Proof of Pearson's chi squared test

10.2k Views Asked by At

i was reading proof of this theorem on http://ocw.mit.edu/courses/mathematics/18-443-statistics-for-applications-fall-2003/lecture-notes/lec23.pdf

They showed, that $\frac{v_j-np_j}{\sqrt{np_j}} \stackrel{D}{\longrightarrow} N(0,1-p_j)$. I don't understand however why

$\sum_{j=1}^r \frac{(v_j-np_j)^2}{np_j} \stackrel{D}{\longrightarrow} \sum_{i=1}^r Z_i^2$

holds?

I know that if $X_n \stackrel{D}{\longrightarrow} X$, then for every continuous function $f$ we have $f(X_n) \stackrel{D}{\longrightarrow} f(X)$, so $\frac{(v_j-np_j)^2}{np_j} \stackrel{D}{\longrightarrow} Z_j^2$. But I know as well, that it's not true that $X_n \stackrel{D}{\longrightarrow} X$ and $Y_n \stackrel{D}{\longrightarrow} Y$ imply $X_n+Y_n \stackrel{D}{\longrightarrow} X+Y$.

3

There are 3 best solutions below

1
On BEST ANSWER

If $X_n$ and $Y_n$ are independent then it's true: the characteristic function of $X_n + Y_n$ is $E[e^{iu(X_n + Y_n)}] = E[e^{iuX_n}]E[e^{iuY_n}]$

Since $X_n$ and $Y_n$ converge in distribution to $X$ and $Y$, we have

$$\lim_{n \to \infty} E[e^{iu(X_n + Y_n)}] = E[e^{iuX}]E[e^{iuY}] =E[e^{iu(X + Y)}] $$

Since the characteristic function of $X_n + Y_n$ is tending to the characteristic function of $X + Y$, you can conclude that $$X_n + Y_n \stackrel{D}{\longrightarrow} X+Y$$

1
On

In the attached paper Z_i is distributed N(0,1-p_i) for all i as stated in the paper (underscore is used to denote subscripts here). So since (v_i - np_i)/sqrt(np_i) converges to N(0,1-p_i) for all i, we have that (v_i - np_i)^2/np_i converges to (Z_i)^2 for all I. That should clear up the first part.

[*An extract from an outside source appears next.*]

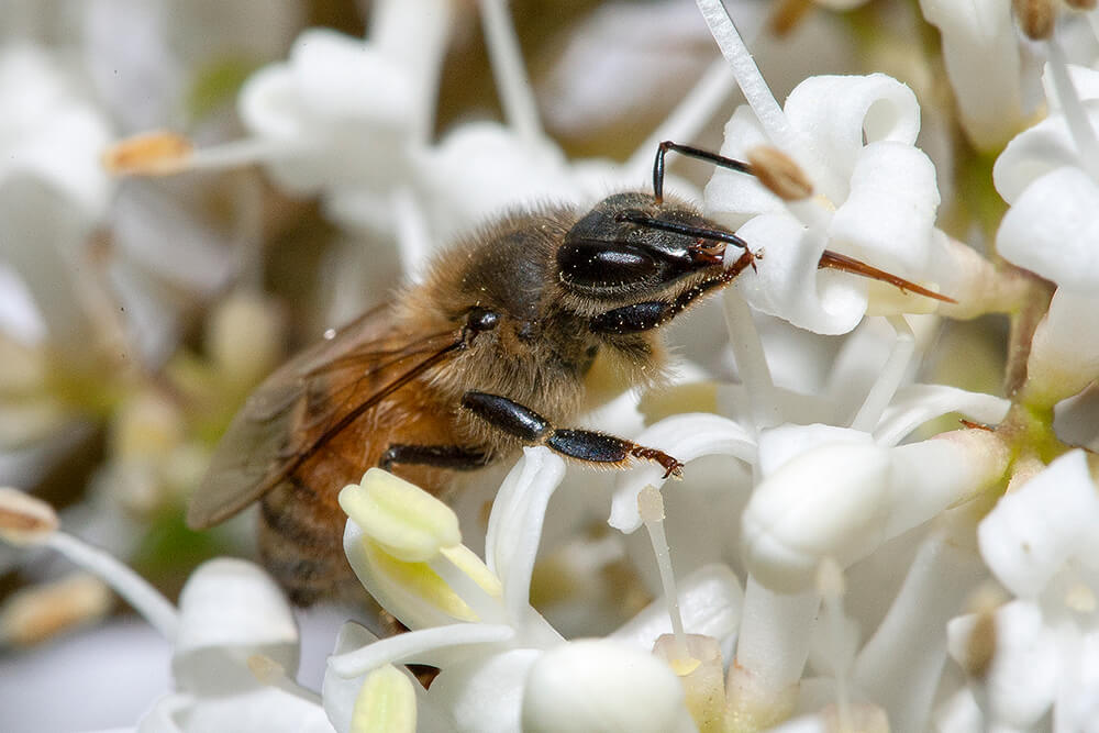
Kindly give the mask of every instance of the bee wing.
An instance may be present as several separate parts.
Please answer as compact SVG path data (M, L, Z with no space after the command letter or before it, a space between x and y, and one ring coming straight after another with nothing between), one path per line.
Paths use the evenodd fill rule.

Also it turns out that X_n -> X and Y_n -> Y does imply X_n + Y_n -> X + Y.

Proof: let eps > 0 be given and choose N sufficiently large such that |X_n - X|,|Y_n - Y| < eps/2 for all n >= N. Then |(X_n - X) + (Y_n - Y)| <= |X_n - X| + |Y_n - Y| < eps/2 + eps/2 = eps for all n >= N. Since eps > 0 was chosen arbitrarily, we have that X_n + Y_n -> X + Y.

10
On

If we write $Z_i = \frac{O_i-np_i}{\sqrt{np_i}}$ as in the leture notes, the idea is that the vector $Z\to\mathcal N(0,\Sigma)$, a multivariate normal distribution, where

$$\Sigma=\text{Cov}(Z)=\begin{bmatrix} 1-p_1 & -\sqrt{p_1 p_2} & \cdots \\ -\sqrt{p_1 p_2} & 1-p_2 & \cdots \\ \vdots & \vdots & \ddots \end{bmatrix}.$$

If we compute $\text{Det}(\Sigma-\lambda I)=(1-\lambda)^{n-1}\lambda$ we get that $\Sigma$ has $n-1$ eigenvalues that are 1 and one that is 0. (The computation is made easy by the fact that $\Sigma=I-pp^T$ for $p=(\sqrt{p_1},\sqrt{p_2},\dots)$, and Sylvester's theorem.)

This means the distribution is really $n-1$ dimensional embedded in $n$ dimensions, and there is a rotation matrix $A$ that makes

$$A\Sigma A^T=\begin{bmatrix} 0 & 0 & 0 & \cdots \\ 0 & 1 & 0 & \cdots \\ 0 & 0 & 1 & \cdots \\ \vdots & \vdots & \vdots & \ddots \end{bmatrix}.$$

Now let $X = AZ \sim N(0,A\Sigma A^T)$. Then $X$ is a vector $(0, X_1, X_2, \dots)$ of iid. $\mathcal N(0,1)$ gaussians. The function $f(Z) = Z_1^2 + Z_2^2 + \dots$ is the norm $\|Z\|_2^2$, and hence it doesn't change when we rotate its argument. This means $f(Z) = f(AZ) = f(X) = 0^2 + X_1^2 + \dots$, which is Chi-square distributed!

Pretty cool stuff. Thank you for pointing me towards this result :-)